Skeptics of The Poor

Two homeless women contacted The SOFEI Group for housing assistance after eviction from an area shelter. Housing homeless women and their families is not part of our mission; however, we sought assistance (temporary housing, food, and pampers) from area organizations, churches, and people on their behalf. Following are responses to our request:
  • Why were they evicted?
  • Are they tithing members of a church?
  • They must be irresponsible women to be evicted from a shelter.
  • Why can't they move to another shelter?
  • I don't believe in giving my money to people that don't want to help themselves.
  • Why can't they go and stay with relatives?
All responses were valid and The SOFEI Group decided to provide temporary housing and food for these women because they were wandering the street with their children in tote. And, it was discovered their eviction wasn't a result of their carelessness, but their refusal to attend substance abuse (alcohol or drugs) counseling sessions mandated by the shelter.
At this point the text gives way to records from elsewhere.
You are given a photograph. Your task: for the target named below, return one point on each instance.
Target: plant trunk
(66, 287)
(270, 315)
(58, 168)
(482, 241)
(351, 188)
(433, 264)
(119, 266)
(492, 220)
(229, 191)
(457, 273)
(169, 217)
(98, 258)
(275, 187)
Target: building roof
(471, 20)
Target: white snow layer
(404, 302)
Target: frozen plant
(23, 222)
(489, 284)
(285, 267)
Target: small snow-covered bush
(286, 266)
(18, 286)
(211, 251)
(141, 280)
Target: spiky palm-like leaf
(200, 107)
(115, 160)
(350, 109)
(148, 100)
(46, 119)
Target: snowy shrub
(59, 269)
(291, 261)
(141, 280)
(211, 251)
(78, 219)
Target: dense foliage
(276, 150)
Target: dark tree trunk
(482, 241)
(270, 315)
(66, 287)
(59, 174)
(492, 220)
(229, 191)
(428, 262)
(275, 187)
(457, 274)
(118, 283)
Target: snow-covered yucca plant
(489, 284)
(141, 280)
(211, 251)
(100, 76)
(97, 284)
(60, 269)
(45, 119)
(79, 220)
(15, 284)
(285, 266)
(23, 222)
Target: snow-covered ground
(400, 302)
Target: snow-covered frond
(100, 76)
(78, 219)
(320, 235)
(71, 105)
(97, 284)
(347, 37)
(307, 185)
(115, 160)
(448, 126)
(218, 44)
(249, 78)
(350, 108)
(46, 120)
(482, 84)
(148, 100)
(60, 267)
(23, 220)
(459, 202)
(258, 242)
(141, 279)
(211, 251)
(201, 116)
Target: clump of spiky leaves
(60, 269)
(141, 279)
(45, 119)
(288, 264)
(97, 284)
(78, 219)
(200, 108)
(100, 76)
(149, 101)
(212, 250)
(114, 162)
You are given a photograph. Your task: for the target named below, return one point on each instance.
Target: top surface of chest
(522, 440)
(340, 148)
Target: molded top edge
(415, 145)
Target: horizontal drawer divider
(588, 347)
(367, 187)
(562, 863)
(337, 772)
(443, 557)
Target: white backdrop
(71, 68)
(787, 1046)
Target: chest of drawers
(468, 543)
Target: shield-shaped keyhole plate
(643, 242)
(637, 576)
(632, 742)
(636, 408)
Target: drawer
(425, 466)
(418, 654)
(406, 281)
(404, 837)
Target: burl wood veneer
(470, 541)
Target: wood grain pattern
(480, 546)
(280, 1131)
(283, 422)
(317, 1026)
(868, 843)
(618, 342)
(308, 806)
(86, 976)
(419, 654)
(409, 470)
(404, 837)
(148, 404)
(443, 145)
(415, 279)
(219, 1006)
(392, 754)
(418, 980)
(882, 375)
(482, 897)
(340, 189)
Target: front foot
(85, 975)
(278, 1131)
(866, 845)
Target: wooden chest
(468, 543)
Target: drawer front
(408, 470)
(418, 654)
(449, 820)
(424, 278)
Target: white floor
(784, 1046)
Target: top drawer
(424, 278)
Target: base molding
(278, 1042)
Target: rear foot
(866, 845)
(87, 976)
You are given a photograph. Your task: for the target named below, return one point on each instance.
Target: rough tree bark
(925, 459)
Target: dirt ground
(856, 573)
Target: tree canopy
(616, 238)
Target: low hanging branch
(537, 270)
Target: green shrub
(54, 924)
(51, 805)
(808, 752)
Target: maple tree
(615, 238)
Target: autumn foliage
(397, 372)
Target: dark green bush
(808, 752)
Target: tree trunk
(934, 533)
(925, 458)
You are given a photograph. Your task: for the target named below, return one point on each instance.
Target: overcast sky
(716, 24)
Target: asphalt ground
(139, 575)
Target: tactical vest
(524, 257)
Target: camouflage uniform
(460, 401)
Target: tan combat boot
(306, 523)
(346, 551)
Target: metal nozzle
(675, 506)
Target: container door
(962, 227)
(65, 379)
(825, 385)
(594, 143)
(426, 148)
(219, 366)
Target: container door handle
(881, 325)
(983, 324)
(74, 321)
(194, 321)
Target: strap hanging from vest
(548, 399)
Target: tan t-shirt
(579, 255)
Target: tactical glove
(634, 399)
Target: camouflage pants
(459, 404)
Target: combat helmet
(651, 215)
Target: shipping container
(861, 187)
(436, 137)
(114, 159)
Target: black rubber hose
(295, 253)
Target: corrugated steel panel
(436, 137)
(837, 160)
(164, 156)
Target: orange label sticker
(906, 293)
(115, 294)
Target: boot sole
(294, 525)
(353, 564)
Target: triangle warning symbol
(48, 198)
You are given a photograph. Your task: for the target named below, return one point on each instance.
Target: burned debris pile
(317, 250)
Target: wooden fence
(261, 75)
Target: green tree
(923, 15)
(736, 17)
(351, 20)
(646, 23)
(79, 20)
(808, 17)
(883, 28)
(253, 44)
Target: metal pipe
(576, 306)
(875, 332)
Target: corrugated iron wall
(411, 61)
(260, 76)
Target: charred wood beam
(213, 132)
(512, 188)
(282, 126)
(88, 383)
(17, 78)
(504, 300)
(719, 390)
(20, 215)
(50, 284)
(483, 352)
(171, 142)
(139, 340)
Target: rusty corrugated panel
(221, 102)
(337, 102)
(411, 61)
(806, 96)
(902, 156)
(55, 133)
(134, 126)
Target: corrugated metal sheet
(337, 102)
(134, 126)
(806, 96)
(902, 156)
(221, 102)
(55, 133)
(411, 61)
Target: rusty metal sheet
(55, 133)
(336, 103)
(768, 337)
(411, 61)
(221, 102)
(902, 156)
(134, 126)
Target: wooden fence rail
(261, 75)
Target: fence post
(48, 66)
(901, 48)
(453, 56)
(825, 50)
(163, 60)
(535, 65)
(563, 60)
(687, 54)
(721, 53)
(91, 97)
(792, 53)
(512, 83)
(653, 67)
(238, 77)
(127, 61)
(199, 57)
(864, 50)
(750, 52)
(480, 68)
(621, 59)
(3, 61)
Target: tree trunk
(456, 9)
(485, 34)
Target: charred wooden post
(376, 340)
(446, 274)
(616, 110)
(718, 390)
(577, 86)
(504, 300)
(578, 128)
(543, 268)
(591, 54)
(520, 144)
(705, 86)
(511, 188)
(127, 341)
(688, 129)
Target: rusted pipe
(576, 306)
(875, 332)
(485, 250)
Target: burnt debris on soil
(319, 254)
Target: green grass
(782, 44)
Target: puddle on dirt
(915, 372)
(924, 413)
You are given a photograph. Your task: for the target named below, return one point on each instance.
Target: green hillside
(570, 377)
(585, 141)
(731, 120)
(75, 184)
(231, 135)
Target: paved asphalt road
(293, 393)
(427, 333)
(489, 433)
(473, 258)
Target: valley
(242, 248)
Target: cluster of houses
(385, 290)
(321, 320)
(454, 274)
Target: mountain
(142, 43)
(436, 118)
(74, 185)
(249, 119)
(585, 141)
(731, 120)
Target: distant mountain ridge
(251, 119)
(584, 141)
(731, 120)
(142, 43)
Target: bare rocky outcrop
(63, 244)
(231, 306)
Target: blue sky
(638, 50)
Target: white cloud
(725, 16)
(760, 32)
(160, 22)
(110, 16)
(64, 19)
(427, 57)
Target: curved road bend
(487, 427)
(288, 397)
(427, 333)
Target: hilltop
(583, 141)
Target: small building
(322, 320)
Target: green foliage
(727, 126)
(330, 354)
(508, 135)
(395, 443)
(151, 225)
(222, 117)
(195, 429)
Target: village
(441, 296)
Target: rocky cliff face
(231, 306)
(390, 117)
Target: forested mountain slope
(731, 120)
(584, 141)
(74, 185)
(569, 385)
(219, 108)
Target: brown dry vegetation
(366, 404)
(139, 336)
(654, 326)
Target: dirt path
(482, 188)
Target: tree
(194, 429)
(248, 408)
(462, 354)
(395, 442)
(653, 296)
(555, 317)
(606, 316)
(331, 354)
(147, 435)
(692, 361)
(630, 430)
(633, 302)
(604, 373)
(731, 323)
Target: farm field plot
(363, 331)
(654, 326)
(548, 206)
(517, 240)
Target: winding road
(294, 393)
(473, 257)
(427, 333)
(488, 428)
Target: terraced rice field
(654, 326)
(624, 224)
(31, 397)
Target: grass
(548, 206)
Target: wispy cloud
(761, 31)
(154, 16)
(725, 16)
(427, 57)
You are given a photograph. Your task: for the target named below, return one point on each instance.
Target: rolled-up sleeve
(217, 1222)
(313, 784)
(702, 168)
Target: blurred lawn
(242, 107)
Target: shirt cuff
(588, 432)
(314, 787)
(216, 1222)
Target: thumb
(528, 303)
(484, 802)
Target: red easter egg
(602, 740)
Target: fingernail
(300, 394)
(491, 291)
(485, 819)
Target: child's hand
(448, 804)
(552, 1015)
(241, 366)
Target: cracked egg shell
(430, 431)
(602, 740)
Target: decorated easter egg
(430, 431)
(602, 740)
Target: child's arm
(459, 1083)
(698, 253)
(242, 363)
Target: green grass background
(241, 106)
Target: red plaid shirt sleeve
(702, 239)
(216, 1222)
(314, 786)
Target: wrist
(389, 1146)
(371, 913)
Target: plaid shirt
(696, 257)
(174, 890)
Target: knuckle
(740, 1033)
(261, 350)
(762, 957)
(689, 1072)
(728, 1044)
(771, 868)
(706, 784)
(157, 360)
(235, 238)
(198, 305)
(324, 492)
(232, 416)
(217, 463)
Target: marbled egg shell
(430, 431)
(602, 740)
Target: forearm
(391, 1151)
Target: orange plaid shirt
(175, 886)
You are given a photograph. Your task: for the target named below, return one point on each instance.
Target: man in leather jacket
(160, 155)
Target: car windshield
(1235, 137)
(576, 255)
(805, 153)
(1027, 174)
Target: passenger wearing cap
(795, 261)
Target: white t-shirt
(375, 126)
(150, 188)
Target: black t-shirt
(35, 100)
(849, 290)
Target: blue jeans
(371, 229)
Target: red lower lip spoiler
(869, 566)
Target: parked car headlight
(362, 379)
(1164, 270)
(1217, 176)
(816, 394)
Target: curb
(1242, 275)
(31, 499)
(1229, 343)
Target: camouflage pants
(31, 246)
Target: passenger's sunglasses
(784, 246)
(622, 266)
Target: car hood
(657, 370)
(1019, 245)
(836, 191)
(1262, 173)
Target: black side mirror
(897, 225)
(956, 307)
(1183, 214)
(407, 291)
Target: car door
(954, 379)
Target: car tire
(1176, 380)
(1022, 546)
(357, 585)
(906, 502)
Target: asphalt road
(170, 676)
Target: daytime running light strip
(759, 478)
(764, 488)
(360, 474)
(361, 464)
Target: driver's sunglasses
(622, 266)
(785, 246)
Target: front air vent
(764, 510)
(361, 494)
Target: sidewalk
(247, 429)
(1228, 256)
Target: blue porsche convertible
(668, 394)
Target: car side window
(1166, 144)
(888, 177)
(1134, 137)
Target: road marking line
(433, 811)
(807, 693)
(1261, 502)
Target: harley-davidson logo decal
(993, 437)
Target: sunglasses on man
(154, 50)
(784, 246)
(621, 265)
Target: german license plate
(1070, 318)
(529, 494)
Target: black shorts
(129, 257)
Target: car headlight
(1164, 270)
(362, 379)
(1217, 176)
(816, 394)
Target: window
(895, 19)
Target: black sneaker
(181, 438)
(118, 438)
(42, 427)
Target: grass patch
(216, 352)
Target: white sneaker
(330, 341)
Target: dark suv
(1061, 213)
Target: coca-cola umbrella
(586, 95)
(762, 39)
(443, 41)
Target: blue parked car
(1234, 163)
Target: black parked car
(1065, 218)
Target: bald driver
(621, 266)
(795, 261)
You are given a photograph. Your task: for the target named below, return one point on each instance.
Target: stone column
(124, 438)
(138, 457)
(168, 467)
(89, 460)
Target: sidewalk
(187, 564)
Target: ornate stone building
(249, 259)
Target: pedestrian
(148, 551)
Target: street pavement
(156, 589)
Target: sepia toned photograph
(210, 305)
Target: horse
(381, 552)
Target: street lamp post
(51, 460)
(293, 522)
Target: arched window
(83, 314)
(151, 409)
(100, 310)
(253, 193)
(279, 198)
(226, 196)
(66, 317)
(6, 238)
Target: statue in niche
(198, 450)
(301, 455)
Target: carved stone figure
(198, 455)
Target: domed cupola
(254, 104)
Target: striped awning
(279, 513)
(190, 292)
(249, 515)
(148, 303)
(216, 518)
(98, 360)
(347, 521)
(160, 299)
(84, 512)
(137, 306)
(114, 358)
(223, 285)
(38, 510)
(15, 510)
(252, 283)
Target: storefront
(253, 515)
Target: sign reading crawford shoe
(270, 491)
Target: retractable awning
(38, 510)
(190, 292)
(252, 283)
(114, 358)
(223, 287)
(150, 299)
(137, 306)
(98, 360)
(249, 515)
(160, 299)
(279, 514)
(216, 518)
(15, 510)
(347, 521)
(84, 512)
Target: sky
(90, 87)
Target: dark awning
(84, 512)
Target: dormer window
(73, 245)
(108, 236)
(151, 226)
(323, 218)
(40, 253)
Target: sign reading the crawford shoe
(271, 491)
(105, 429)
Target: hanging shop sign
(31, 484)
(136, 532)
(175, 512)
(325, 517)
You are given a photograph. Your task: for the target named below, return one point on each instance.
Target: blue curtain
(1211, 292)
Some shelters receive different types of funding - funding for emergency or transitional housing. And, when shelters are strapped for cash, it's unfortunate that some women are subjected to unnecessary or unrelated services.

We're all responsible to be good stewards of our resources, and we clearly understand the skepticism associated with giving money to people you don't know. However, here's a food for thought, every time we spend our money, we're possibly supporting an organization or a cause we do not believe in. You know why? Because we don't ask questions about how our money is being used after a purchase is complete. As long as our immediate wants or needs are met, we seldom question the destination of our hard-earned money once it leaves our hands.

So, why the skepticism when money is needed to help the poor?